I will be surprised when I get my first kink, I don't think of them anymore. 

John


----------



## jfrank (Jan 2, 2008)

It was 106 here in Houston Saturday. I use Llagas Creek aluminum and some nickel silver. There have been no alignment problems. I ran steam this morning with no derailments and no problems.


----------



## Semper Vaporo (Jan 2, 2008)

Two stories I have told here before:

When I started my RR, I bought a big box full of used plastic track (the kind that comes with the toy Christmas trains for indoor use). There was over 40 ft. of usable straight track so I got four 10-ft 1x6 boards to put on the ground and had a 40-ft. short line. (My RR's motto then was "The Straight Line Short Line".) Being new to this and noting that the plastic was very brittle (old and sun-bleached/UV damaged) I was fearful that a wind might blow the track off the boards and break the molded connecters on each end, so I put 1 nail through a hole in 1 tie at each end of the 40-ft of track to hold the track down. I paid no attention to the temperature or how much the track was compressed together, so I cannot calculate how much possible thermal expansion space was available.

I came home from work one evening and noted that the track was now a "bell-curve" shaped arch with the center of its length nearly 3 ft. above the boards! I carefully approached the track, fearful that it might blow over and break some pieces. Then like an idiot, I barely touched the center of the arch and it DID fall over, breaking several of the molded-in joiners of the track pieces.




I then built totally elevated structure for my RR and bought some Llagas Creek code 215 standard gauge Nickel-Silver track. Now being aware of thermal expansion, I used a dime as a spacer to separate the rail ends when I joined the sections of rail. I used the simple (cheap) rolled spring-metal clip track joiners that grip the foot of the rail.

I used to run every Sunday afternoon and the 1st thing I did each time was put a boxcar on the track and give it a push down the line and follow along behind, checking for discontinuities in the track, and flipping leaves and twigs and other things off the track. Never found a problem with the track!

One Sunday, I was not feeling well, but wanted to run my Aster Mike anyway, and since I had never found a problem with the track, I decided to forego the track check. I did see some twigs at one place and flipped them off, but did not run the boxcar around the track.

BAD IDEA!

I put my Mike on the track and got steam up, coupled to a short train, put the R/C in forward and opened the R/C throttle. One half way around the east-end loop-back, the $4000 Live Steam Aster Light Mikado hit a separation in the outside rail and fell 4-ft to the ground. Broke off the headlight, and one handrail stantion (bending the handrail badly), bent the cowcatcher down, and the ladder on the tender as well as embedding mud and grass in the wheels and valve gear.

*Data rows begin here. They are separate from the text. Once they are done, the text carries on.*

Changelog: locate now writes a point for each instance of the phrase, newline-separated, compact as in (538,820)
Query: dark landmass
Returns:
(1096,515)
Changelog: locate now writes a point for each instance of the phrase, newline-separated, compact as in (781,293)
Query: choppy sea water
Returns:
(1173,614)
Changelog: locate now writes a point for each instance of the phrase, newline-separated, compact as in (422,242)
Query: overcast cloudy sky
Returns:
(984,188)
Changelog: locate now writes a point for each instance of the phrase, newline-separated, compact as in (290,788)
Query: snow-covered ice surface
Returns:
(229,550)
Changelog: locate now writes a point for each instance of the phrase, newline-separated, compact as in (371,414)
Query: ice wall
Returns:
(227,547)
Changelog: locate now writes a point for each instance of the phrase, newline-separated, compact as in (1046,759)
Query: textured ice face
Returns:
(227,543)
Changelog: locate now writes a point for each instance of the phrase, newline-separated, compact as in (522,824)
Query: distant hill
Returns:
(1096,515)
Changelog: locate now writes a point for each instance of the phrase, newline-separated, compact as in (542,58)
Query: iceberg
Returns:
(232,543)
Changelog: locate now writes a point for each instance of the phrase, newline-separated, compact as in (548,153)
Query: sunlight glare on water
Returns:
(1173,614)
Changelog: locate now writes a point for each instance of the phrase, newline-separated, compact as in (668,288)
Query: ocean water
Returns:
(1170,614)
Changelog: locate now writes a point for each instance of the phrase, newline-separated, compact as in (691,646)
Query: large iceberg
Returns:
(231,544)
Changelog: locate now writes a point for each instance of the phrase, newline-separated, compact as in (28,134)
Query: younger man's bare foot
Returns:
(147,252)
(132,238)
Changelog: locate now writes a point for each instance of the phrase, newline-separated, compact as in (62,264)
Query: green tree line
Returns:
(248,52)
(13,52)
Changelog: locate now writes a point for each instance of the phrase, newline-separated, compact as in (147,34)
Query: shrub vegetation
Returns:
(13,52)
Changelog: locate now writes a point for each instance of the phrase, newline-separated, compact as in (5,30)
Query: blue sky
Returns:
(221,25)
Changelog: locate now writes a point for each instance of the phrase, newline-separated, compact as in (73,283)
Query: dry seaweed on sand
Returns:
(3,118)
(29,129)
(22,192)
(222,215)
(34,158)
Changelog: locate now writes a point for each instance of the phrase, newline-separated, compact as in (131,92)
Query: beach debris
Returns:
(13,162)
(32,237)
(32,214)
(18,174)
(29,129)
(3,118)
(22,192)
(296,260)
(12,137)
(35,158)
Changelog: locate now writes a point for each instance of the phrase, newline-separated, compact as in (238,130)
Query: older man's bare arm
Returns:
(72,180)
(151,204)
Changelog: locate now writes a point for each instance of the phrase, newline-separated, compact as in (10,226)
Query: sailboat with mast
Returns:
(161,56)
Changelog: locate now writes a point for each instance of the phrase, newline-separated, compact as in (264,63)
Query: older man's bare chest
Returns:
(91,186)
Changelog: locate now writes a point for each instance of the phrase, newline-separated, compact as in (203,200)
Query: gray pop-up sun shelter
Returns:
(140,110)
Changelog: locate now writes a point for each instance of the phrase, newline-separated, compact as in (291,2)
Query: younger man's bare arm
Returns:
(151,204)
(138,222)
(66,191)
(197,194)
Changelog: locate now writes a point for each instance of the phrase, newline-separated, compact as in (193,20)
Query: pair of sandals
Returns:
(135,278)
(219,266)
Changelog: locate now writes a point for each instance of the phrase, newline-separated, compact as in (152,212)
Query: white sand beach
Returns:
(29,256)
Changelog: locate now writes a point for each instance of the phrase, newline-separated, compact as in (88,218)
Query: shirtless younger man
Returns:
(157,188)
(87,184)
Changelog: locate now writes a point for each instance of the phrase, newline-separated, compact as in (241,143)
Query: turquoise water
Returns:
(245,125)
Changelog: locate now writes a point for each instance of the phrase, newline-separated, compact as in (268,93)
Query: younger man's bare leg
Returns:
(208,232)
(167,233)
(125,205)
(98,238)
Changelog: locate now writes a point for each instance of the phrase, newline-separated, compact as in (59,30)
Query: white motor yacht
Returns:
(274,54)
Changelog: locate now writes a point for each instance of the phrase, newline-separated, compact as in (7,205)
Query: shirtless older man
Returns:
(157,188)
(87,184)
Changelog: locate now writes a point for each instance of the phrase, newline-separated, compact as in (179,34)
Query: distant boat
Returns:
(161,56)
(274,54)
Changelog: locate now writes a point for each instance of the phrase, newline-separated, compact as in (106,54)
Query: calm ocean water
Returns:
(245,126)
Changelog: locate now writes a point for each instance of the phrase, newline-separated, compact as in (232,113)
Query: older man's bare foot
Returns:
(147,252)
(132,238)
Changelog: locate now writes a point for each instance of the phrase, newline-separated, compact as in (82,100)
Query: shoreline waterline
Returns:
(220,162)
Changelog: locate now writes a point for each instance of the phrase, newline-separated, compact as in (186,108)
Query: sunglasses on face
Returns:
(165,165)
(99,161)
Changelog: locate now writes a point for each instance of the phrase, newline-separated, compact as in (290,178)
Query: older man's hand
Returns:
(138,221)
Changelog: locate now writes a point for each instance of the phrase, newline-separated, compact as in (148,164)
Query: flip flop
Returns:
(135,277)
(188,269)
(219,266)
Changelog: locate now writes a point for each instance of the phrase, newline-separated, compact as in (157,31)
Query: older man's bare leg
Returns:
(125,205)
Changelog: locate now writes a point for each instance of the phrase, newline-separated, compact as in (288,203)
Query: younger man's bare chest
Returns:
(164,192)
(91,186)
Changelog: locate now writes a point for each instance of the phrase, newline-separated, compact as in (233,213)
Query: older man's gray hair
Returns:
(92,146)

Studying the track after that I found that all the gaps in the rails had closed up tight in the heat of the previous week, but when things had cooled down over the weekend, instead of each gap slipping back to the original Dime thickness distance, the one clip with the weakest grip took up the entire set of dime sized gaps to open to about 1/2 inch and thus my Mike failed at being an airplane.

I then used some fishing line wrapped around the end ties of each section of track to hold them tightly together. Thermal expansion would then have to move the track, which was accommodated because it was just loosely held down with more fishing line that passed under one rail, over a tie or two, and then under the other rail and the ends tied together under the elevated structure. It was pretty much free to move a small amount in any direction "as a whole" and I found that the 17-ft. diameter loopbacks would have the ties slightly overhanging the inner edge of the elevated structure on the coldest days of winter (sub zero), and the track would expand on the hottest days of summer (upper 90's) such that the other end of the ties would be slightly overhanging the outer edge of the elevated structure. 

I still had trouble with the rail breaking the fishing line and separating because ties would catch on uneven joints in the wood structure, so I removed the fishing line that tied the track down and floated the whole track in ballast (chicken grit). Never had a problem after that and the wind never blew it off the elevated structure (though I lost a lot of ballast in the wind.. and the sparrows and wrens love to eat it.).


----------



## John J (Dec 29, 2007)

I have a 60 some feet of straight away. Maybe closer to 70 


I have no expansion track sections in it.

All the screws have been removed from the ties to the rail 

The joiners are Aristo standard joiners with screws on one end only. 

That allows the other side to " Float" 

Concrete Road Bed.

The track is firmly but no rigidly attached to the road bed. I use Plastic anchors and Re Bar wire.

I have not noticed any significant miss alignment of the track. 

Temps have been up in the 115 degrees area. 

Tack is in direct sunlight.

The only real problem I have is the ties are dissolving/ rotting from the sunlight.

I have not been following Gregs advice of spraying them with armorall 

JJ


----------



## Jim85711 (Feb 12, 2013)

Hi Pete we have it good out here in the desert, when most of the country with garden railroads have to put their stuff away for 7-8 months we get to run ours for those 7-8 months without the heat, Yes last few weeks in Tucson Arizona my track is expanding and retracting, or run trains during early morning hours like 6 5 7 8 ort evening 8 or 9


----------



## FlagstaffLGB (Jul 15, 2012)

I don't have a large layout. It is elevated and a bent dog bone theme and sits out in the summer heat (Sun City Arizona). Been a little cooler and humid this August, so I haven't seen any changes. I do keep the track covered (using cardboard cut outs) during the day. Seems to keep it cooler.


----------



## Greg Elmassian (Jan 3, 2008)

Why do you cover it? 

Are you concerned about kinking? Sun rot? 

just curious. 

Greg


----------